An inexpensive, five-minute eye scan can accurately assess the amount of brain damage in people with the debilitating autoimmune disorder multiple sclerosis (MS), and offer clues about how quickly the disease is progressing, according to results of two Johns Hopkins studies.
“The eye is the window into the brain and by measuring how healthy the eye is, we can determine how healthy the rest of the brain is,” says Peter A. Calabresi, M.D., a professor of neurology at the Johns Hopkins University School of Medicine, and leader of the studies described in recent issues of The Lancet Neurology and the Archives of Neurology. “Eye scans are not that expensive, are really safe, and are widely used in ophthalmology, and now that we have evidence of their predictive value in MS, we think they are ready for prime time. We should be using this new quantitative tool to learn more about disease progression, including nerve damage and brain atrophy.”
Calabresi and his colleagues used optical coherence tomography (OCT) to scan nerves deep in the back of the eye, applying special software they co-developed that is capable of assessing previously immeasurable layers of the light-sensitive retinal tissue. The scan uses no harmful radiation and is one-tenth the cost of an MRI. The software will soon be widely available commercially.
In the Lancet paper, Calabresi and his team reported measuring thickness or swelling of the inner nuclear layer of the retina in 164 patients with MS and 60 healthy controls, following changes in these tissues over four years. At the same time, they also used brain MRI to measure inflammation spots directly, and performed clinical tests to determine disability levels.
The more inflammation and swelling the researchers found in the retinas of the MS patients, the more inflammation showed up in their brain MRIs. The correlation, they said, affirmed the value of the retinal scans as a stand-alone surrogate for brain damage. Having such information so easily available could allow physicians to accurately tell how far the disease has progressed, and to better advise patients about how they should proceed with their care.
The researchers also found microcystic macular edema in the central part of the retinas of 10 of the MS patients, tiny pockets of fluid typically found in older, usually diabetic people. While Calabresi cautions that eye scans do not as yet have primary diagnostic value for MS, he says finding a cyst like this on the eye of a young, healthy person might be reason to have her evaluated for the disorder.
In the United States, there are roughly 400,000 people living with MS. The disorder typically strikes between the ages of 20 and 50 and affects two-to-three times as many women as men.

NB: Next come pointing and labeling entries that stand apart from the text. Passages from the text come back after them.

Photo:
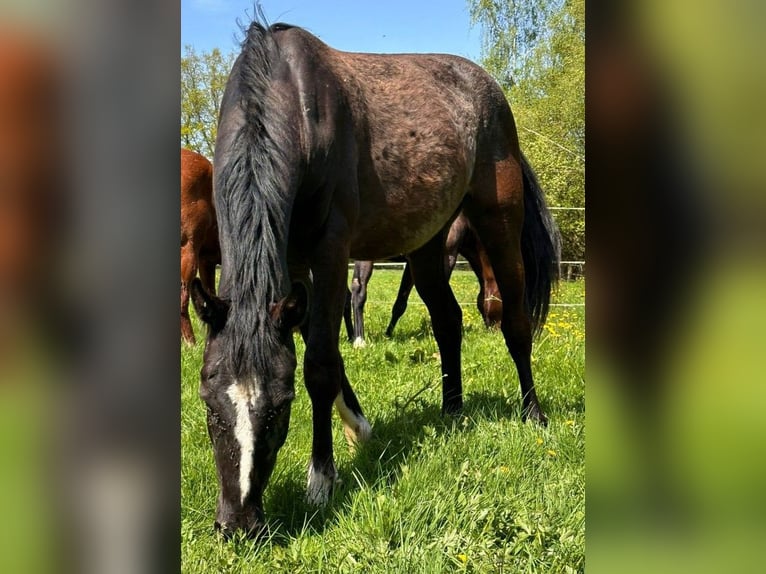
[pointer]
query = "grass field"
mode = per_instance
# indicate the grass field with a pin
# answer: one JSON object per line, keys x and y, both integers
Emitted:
{"x": 482, "y": 492}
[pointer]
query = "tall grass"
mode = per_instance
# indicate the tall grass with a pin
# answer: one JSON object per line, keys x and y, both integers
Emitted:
{"x": 481, "y": 492}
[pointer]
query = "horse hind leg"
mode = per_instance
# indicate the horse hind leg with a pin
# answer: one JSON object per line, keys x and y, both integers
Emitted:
{"x": 427, "y": 264}
{"x": 495, "y": 209}
{"x": 188, "y": 271}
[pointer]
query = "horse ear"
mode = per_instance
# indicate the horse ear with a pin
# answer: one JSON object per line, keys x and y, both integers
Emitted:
{"x": 292, "y": 311}
{"x": 210, "y": 308}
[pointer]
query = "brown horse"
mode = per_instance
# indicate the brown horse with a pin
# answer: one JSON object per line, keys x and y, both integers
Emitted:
{"x": 33, "y": 184}
{"x": 461, "y": 239}
{"x": 322, "y": 156}
{"x": 199, "y": 232}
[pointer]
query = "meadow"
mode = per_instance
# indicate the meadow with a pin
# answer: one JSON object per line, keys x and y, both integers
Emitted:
{"x": 480, "y": 492}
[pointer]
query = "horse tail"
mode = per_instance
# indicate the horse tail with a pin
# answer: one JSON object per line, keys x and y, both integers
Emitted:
{"x": 541, "y": 249}
{"x": 253, "y": 202}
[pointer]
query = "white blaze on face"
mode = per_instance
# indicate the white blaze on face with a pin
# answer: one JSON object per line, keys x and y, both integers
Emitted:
{"x": 355, "y": 426}
{"x": 243, "y": 399}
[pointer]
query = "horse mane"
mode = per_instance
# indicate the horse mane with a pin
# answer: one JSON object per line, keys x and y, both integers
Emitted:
{"x": 254, "y": 206}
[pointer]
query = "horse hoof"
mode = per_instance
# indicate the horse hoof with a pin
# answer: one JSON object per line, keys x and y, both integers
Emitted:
{"x": 320, "y": 485}
{"x": 359, "y": 343}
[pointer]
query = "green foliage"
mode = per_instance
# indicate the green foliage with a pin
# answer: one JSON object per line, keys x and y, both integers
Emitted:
{"x": 548, "y": 96}
{"x": 203, "y": 80}
{"x": 482, "y": 492}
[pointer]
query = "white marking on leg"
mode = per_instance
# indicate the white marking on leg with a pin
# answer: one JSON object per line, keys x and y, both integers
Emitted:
{"x": 320, "y": 485}
{"x": 359, "y": 343}
{"x": 355, "y": 426}
{"x": 243, "y": 398}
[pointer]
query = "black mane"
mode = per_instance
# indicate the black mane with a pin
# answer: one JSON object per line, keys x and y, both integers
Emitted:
{"x": 253, "y": 203}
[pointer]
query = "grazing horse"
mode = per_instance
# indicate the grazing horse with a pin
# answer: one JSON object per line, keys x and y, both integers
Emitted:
{"x": 462, "y": 240}
{"x": 199, "y": 232}
{"x": 322, "y": 156}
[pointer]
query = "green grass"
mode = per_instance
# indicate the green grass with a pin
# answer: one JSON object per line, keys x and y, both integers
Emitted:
{"x": 482, "y": 492}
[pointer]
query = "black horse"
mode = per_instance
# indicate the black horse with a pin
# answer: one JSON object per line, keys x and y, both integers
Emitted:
{"x": 461, "y": 239}
{"x": 322, "y": 156}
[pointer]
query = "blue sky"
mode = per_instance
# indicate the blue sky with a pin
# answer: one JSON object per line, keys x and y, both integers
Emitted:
{"x": 353, "y": 25}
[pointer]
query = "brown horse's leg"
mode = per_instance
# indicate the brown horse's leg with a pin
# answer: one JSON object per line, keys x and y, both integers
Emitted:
{"x": 362, "y": 274}
{"x": 188, "y": 271}
{"x": 207, "y": 273}
{"x": 400, "y": 305}
{"x": 495, "y": 209}
{"x": 446, "y": 317}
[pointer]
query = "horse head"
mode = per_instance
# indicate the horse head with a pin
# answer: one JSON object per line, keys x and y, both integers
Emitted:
{"x": 248, "y": 413}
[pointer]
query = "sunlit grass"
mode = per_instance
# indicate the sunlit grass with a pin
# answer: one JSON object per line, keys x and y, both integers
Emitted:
{"x": 482, "y": 492}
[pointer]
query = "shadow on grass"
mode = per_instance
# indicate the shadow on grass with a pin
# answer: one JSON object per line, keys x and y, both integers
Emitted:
{"x": 377, "y": 462}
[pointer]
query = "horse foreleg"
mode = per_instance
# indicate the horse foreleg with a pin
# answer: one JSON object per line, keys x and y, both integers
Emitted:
{"x": 446, "y": 317}
{"x": 347, "y": 321}
{"x": 362, "y": 274}
{"x": 323, "y": 369}
{"x": 400, "y": 305}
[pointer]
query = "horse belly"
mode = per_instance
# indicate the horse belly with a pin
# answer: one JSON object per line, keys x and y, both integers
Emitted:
{"x": 403, "y": 222}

In the paper published in the Archives of Neurology, Calabresi and colleagues looked at eye and brain scans of 84 MS patients and 24 healthy controls. This time, they focused on two other deep retinal layers, the ganglion cell layer + inner plexiform layer (GCL+IPL), and the peripapillary retinal nerve fiber layer (pRFNL). Greater cell wasting in those areas was strongly correlated with more atrophy in the gray matter of the brain, signifying more nerve damage from MS. Gray matter consists of the part of the brain where nerve cells live, and plays a role similar to a computer’s hard drive, in contrast to white matter that is more like the wiring that sends information out from the brain to the spinal cord and the rest of the body’s nerves.
Calabresi, director of the Johns Hopkins Multiple Sclerosis Center, says this finding is particularly important because neurodegeneration is so difficult to accurately gauge. In a young person with MS, the brain may be atrophying but may cause no symptoms because the brain is able to compensate for what is being lost. Ultimately, though, the loss of brain cells becomes apparent and is irreversible. Calabresi says that if he saw the kind of thickness on an eye scan indicating severe atrophy, he would consider a patient’s prognosis less encouraging than someone with a healthy retina, and this information may guide physicians to treat more aggressively. For example, he says he would likely redouble efforts to enter a patient into a clinical trial for an experimental medication before too much permanent damage takes place.
Calabresi says his findings could also shift how researchers approach MS, long believed to be caused by an immune system that wrongly attacks the fatty protein called myelin that insulates nerves and helps them send electrical signals that control movement, speech and other functions. The usefulness of the scans raises the possibility that there could be something else going on, as there is no myelin deep in the retina of the eye. If the immune system is going after something else along with myelin, it could help researchers find new medications to target the incapacitating symptoms of MS, such as blurred vision, numbness and weakness.
“It is really important to know what the immune system is attacking,” he says. “The treatments we have right now are only moderately effective, so maybe we’re not blocking the right kinds of cells.”